Randomized Phase III Trial to Compare Trifluridine/Tipiracil + Fruquintinib Versus Trifluridine/Tipiracil Alone for Metastatic Oeso-gastric Adenocarcinoma
Advanced cancer of the stomach and the gastro-esophageal junction (G/GEJ) remains a very serious disease. Today, only about 10-15% of patients are alive after 5 years. Treatments mainly aim to control symptoms, extend life, and maintain quality of life. First treatments usually combine two chemotherapies, but recent years have brought real progress. Immunotherapy - drugs that unlock the immune system - has shown clear benefits. For patients whose tumors have certain markers (like PD-L1), combining drugs such as nivolumab or pembrolizumab with chemotherapy can help patients live longer. Another breakthrough is zolbetuximab, a targeted therapy that attacks a protein (Claudin 18.2) found on many gastric cancers, also improving survival. When cancer grows despite these therapies, second-line treatments are used. The most common is chemotherapy with paclitaxel + ramucirumab, which blocks the tumor's blood supply. These drugs extend survival, but usually only by a few months. For patients who need a third option, the oral drug trifluridine/tipiracil (TAS-102) can provide extra time, though benefits remain limited. That's why researchers are now exploring combinations. Since stomach tumors rely on forming new blood vessels, combining trifluridine/tipiracil with anti-angiogenic drugs - medicines that cut off the tumor's blood supply - looks promising. One of the most exciting of these drugs is fruquintinib, already proven effective in colorectal cancer. A new international trial, FRUQUITAS (ENGIC 06/PRODIGE 114), is now testing whether adding fruquintinib to trifluridine/tipiracil can improve survival for patients with advanced stomach or gastro-esophageal cancer.
• Age ≥ 18 years (patients enrolled gender independently).
• Histologically proven metastatic adenocarcinoma of the stomach or the esophagogastric junction (GEJ) or esophagus.

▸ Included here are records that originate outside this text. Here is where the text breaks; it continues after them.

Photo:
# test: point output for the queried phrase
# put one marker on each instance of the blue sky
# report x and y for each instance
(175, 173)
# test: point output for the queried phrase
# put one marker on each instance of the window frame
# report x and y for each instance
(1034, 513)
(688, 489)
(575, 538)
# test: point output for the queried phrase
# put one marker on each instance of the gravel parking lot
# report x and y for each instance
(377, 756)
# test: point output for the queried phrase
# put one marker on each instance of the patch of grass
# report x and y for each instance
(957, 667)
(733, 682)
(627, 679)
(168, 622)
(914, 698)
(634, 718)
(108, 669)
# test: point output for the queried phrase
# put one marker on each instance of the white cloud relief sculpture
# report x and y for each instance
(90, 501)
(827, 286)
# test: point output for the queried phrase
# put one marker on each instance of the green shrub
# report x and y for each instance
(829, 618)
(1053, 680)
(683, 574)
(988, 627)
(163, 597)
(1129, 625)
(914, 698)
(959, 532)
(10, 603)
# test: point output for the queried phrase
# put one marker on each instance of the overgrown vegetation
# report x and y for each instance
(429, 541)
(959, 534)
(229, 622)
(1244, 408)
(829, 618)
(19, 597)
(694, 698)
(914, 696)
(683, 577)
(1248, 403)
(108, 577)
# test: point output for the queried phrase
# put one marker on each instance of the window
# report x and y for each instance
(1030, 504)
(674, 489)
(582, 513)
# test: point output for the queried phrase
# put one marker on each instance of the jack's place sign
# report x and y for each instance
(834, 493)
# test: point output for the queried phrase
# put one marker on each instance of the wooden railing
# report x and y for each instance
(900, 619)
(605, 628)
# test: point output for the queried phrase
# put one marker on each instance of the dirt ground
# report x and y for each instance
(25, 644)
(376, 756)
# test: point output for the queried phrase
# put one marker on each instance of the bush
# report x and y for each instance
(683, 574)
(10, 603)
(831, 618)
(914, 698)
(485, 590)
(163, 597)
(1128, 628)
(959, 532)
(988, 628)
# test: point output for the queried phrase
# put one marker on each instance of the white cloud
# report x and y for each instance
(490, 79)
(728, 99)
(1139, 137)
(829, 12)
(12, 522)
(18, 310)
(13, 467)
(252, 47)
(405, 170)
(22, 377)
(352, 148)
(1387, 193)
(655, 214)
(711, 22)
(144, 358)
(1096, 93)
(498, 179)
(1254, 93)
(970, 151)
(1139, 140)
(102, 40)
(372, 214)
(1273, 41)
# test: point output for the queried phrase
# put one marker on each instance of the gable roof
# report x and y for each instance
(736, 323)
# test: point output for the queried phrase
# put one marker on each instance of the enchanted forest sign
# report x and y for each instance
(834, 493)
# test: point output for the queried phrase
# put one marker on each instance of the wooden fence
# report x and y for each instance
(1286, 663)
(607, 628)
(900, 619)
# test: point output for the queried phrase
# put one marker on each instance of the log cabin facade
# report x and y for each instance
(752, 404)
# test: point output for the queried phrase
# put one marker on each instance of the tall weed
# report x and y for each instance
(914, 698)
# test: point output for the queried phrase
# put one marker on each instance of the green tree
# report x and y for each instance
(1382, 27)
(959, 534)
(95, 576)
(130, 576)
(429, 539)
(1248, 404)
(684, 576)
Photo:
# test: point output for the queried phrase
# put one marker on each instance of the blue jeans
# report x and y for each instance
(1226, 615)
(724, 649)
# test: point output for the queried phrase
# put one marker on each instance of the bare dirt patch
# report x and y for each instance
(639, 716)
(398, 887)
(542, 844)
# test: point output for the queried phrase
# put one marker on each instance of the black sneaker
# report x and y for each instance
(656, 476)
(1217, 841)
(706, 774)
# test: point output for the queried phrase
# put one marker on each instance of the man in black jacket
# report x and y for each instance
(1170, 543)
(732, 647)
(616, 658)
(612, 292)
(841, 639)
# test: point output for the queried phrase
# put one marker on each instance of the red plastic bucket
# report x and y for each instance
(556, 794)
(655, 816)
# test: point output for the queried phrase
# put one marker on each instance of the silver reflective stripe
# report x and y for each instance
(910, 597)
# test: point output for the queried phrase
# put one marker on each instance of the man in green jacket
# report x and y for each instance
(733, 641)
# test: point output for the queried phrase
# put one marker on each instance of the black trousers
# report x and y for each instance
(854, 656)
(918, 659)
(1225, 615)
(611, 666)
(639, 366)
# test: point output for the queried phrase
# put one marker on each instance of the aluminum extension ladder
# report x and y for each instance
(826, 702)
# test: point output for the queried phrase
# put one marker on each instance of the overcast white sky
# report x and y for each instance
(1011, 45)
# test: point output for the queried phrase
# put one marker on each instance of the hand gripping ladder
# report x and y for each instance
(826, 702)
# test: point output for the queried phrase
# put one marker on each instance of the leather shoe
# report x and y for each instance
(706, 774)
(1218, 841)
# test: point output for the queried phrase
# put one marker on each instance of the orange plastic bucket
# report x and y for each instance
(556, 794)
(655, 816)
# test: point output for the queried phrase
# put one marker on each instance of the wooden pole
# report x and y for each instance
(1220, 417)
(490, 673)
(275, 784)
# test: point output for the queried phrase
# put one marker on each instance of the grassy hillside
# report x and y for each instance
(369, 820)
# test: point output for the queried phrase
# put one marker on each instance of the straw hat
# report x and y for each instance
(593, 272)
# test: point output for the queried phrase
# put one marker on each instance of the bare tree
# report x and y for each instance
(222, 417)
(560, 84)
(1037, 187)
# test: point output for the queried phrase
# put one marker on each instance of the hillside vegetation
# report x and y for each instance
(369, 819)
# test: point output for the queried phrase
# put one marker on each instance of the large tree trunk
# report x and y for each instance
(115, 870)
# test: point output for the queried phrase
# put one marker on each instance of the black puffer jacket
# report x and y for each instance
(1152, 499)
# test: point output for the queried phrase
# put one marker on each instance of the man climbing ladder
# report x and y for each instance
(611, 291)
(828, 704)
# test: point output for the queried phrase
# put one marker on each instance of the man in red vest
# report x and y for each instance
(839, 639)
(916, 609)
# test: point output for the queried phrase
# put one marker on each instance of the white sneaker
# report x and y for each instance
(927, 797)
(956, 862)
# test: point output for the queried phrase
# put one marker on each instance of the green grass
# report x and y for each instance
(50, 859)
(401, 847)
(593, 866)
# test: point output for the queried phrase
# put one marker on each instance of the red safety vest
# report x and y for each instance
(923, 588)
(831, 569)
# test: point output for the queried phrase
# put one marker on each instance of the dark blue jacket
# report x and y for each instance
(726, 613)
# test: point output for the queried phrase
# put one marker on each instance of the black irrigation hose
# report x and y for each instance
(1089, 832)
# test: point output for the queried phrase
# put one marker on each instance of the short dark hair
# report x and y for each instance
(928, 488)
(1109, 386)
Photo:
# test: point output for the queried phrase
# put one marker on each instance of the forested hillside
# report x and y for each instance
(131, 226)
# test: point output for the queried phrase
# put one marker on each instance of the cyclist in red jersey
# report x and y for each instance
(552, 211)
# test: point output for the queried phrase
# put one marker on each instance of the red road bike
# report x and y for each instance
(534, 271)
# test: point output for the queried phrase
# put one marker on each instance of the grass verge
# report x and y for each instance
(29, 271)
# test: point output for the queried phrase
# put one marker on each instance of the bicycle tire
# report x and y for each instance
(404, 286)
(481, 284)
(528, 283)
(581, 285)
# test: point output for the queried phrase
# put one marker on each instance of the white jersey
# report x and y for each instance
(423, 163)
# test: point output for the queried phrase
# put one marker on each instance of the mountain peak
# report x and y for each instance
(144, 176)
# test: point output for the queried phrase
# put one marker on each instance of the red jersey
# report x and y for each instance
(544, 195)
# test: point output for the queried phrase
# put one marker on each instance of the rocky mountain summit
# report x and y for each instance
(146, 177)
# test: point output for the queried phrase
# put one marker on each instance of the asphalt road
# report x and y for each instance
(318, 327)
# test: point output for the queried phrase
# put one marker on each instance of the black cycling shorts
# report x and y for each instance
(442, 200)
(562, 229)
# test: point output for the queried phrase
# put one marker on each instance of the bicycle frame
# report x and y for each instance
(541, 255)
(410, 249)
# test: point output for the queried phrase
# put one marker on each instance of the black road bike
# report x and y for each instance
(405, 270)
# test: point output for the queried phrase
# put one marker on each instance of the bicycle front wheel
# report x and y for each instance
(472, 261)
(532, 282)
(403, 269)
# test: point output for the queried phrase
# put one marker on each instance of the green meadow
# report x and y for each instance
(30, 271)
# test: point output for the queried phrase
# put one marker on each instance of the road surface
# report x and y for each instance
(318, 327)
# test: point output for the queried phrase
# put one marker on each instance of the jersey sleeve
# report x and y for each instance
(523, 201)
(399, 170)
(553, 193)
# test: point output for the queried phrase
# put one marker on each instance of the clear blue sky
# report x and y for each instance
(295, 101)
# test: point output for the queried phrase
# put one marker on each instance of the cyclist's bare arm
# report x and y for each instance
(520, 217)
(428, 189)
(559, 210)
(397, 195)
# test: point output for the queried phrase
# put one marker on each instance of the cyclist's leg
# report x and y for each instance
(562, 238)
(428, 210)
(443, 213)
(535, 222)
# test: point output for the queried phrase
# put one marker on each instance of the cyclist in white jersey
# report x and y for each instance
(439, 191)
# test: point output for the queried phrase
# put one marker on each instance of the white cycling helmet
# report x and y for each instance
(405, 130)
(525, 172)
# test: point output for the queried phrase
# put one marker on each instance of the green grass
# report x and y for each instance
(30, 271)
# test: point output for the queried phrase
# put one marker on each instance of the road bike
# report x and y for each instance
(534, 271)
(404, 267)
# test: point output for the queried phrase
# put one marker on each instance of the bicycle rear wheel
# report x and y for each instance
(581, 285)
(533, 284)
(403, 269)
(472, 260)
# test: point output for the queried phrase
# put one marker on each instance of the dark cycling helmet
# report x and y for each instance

• Prior treatment by two or three lines of treatment for metastatic setting (patients who received adjuvant therapy and developed metastatic disease within 6 months of completing treatment should be considered as having failed first-line therapy for metastatic disease).
• Prior treatment (progression or intolerance) with platinum salts (oxaliplatin or cisplatin), fluoropyrimidine and irinotecan and/or taxane (+/- anti-HER2 agents +/- immune checkpoint inhibitors +/- ramucirumab +/- anti-claudin 18.2).
• Measurable or non-measurable lesions. (Response Evaluation Criteria in Solid Tumors (RECIST 1.1)
• World Health Organisation (WHO) performance status 0-1.
• Adequate organ function: ANC ≥ 1.5 x 109/L, hemoglobin ≥ 9 g/dL, platelets ≥ 100 G/L, AST/ALT ≤ 3 x ULN (≤ 5 x ULN in case of liver metastase(s)), total bilirubin ≤ 1.5 x ULN, creatinine clearance \> 30 mL/min (CKD EPI).
• Adequate coagulation tests (INR and activated partial thromboplastin time (APTT) ≤1.5 × ULN) unless the patient is receiving anticoagulant therapy.
• Evidence of post-menopausal status or negative urinary or serum pregnancy test for female pre-menopausal patients.
⁃ Man and woman of childbearing potential agrees to use two methods (one for the patient and one for the partner) of medically acceptable forms of contraception (use contraceptive methods that result in a failure rate of \<1% per year) during the study and for 6 months after the last treatment intake.
⁃ Patient is able to understand, sign, and date the written informed consent form at the screening visit prior to any protocol-specific procedures performed.
⁃ Available tumor block (surgical specimens of primary tumor and if not available tumor biopsies).
⁃ Patient willing to participate to biological studies.